I’m guessing that Shopify stores the date in milliseconds but doesn’t provide that precision in the Order object from an orders query. I would prefer to (optionally) see the full precision in the Order object.
What I’m working on here is a polling strategy for new and updated orders. (Yes, I know about webhooks and may use them in the future.) The polling issue is that since Shopify doesn’t send milliseconds in the updatedAt value, to avoid missing any updates, my next poll has to start with the same second as the last update in the previous poll, meaning that I’ll have to re-process some orders.
Does anyone know how the milliseconds are rounded in the Order object? If that is predictable, then I could rely on it to avoid reprocessing.
E.g. if .499 is always rounded down and .500 is always rounded up, then my query could be :>= seconds.500.
Hey @Mitchell_Claborn, I looked in to this and the behaviour you are seeing is expected.
There isn’t rounding happening, but moreso if you’re requesting everything after 2025-03-13T16:04:28 the time used will be 2025-03-13T16:04:28.000. The reason for this is to ensure all orders within the same second are captured.
The easiest solution since you are using a range is to use a specific date for :< so you know where to start with your next query, instead of relying on the timestamp of the last returned order.
I did some testing and looked in to our logs, and “now” appears to resolve to microsecond precision.

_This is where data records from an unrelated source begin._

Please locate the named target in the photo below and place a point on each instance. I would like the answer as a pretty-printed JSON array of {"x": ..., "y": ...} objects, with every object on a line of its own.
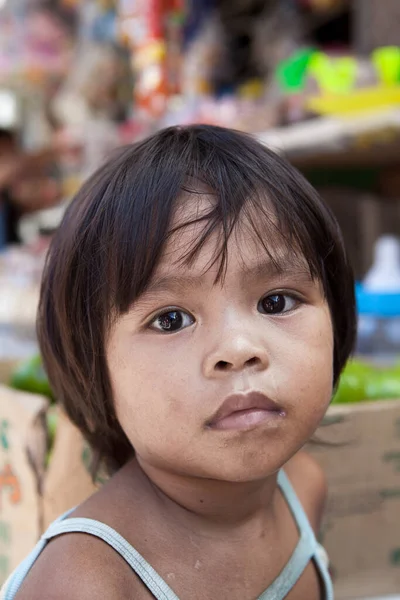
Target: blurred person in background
[{"x": 26, "y": 183}]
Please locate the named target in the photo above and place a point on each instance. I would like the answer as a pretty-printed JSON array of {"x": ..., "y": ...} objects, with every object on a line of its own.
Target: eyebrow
[{"x": 290, "y": 266}]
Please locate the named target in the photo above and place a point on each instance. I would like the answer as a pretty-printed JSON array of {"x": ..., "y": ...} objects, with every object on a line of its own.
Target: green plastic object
[
  {"x": 386, "y": 61},
  {"x": 362, "y": 382},
  {"x": 352, "y": 383},
  {"x": 333, "y": 75},
  {"x": 291, "y": 73},
  {"x": 30, "y": 376}
]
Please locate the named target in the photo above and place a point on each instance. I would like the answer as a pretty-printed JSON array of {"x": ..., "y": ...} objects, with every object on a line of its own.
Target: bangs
[{"x": 248, "y": 184}]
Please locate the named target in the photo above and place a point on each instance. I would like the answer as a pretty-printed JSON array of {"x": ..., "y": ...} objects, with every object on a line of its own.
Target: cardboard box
[
  {"x": 22, "y": 457},
  {"x": 31, "y": 495},
  {"x": 361, "y": 531}
]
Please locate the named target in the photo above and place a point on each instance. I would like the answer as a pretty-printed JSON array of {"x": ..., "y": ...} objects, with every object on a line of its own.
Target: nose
[{"x": 236, "y": 352}]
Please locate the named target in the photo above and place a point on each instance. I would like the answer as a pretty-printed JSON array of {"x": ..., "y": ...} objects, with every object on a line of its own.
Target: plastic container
[{"x": 378, "y": 302}]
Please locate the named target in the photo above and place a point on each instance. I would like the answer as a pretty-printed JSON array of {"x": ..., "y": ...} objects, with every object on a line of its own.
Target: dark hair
[{"x": 113, "y": 234}]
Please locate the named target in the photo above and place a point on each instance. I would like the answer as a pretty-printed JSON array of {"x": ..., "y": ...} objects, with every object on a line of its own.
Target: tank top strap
[
  {"x": 306, "y": 533},
  {"x": 14, "y": 582},
  {"x": 153, "y": 581},
  {"x": 300, "y": 517}
]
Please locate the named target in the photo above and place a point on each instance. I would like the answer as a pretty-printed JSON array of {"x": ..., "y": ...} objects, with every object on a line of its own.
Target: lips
[{"x": 241, "y": 411}]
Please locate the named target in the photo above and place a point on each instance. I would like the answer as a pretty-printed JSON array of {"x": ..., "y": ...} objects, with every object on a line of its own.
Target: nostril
[
  {"x": 252, "y": 361},
  {"x": 222, "y": 365}
]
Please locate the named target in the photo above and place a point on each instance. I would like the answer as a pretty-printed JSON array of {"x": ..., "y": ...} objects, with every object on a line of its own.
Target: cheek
[{"x": 149, "y": 391}]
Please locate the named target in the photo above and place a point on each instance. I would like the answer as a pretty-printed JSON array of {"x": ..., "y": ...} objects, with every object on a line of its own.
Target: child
[{"x": 196, "y": 311}]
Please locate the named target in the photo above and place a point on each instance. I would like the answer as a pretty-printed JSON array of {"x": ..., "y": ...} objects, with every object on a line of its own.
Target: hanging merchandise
[{"x": 152, "y": 29}]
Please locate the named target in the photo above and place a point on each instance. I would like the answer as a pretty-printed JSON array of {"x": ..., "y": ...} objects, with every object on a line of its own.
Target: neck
[{"x": 210, "y": 505}]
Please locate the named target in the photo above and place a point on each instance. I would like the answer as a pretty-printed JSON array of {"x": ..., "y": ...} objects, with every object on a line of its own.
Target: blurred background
[{"x": 318, "y": 81}]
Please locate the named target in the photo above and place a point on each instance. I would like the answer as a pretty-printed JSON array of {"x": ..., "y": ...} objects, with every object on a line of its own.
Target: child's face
[{"x": 257, "y": 330}]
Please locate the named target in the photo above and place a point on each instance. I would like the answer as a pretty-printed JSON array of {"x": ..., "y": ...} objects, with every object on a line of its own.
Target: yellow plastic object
[
  {"x": 364, "y": 100},
  {"x": 333, "y": 75}
]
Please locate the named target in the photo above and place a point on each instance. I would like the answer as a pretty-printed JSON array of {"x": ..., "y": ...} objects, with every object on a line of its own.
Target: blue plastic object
[{"x": 380, "y": 305}]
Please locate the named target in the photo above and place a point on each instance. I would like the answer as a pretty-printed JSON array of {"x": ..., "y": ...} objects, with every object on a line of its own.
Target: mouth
[{"x": 241, "y": 412}]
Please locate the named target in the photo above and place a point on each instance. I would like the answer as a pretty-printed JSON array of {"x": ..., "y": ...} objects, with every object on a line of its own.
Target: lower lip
[{"x": 248, "y": 419}]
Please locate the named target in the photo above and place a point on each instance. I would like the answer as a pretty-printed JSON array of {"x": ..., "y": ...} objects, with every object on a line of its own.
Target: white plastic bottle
[{"x": 378, "y": 301}]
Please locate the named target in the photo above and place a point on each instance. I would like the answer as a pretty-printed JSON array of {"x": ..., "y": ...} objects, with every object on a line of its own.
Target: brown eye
[
  {"x": 171, "y": 321},
  {"x": 276, "y": 304}
]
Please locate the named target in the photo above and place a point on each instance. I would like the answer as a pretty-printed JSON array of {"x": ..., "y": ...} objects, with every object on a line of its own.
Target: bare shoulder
[
  {"x": 76, "y": 566},
  {"x": 309, "y": 482}
]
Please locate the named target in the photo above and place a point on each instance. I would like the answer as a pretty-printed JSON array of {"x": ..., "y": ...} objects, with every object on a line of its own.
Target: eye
[
  {"x": 277, "y": 304},
  {"x": 171, "y": 321}
]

For your polling strategy, using specific timestamps instead of “now” is definitely the better approach. Since “now” gives you unpredictable microsecond precision, your workaround of tracking the exact updatedAt timestamp of your last processed order and adding .999Z milliseconds gives you consistent, repeatable boundaries between polling cycles. This eliminates any uncertainty about which orders were already processed.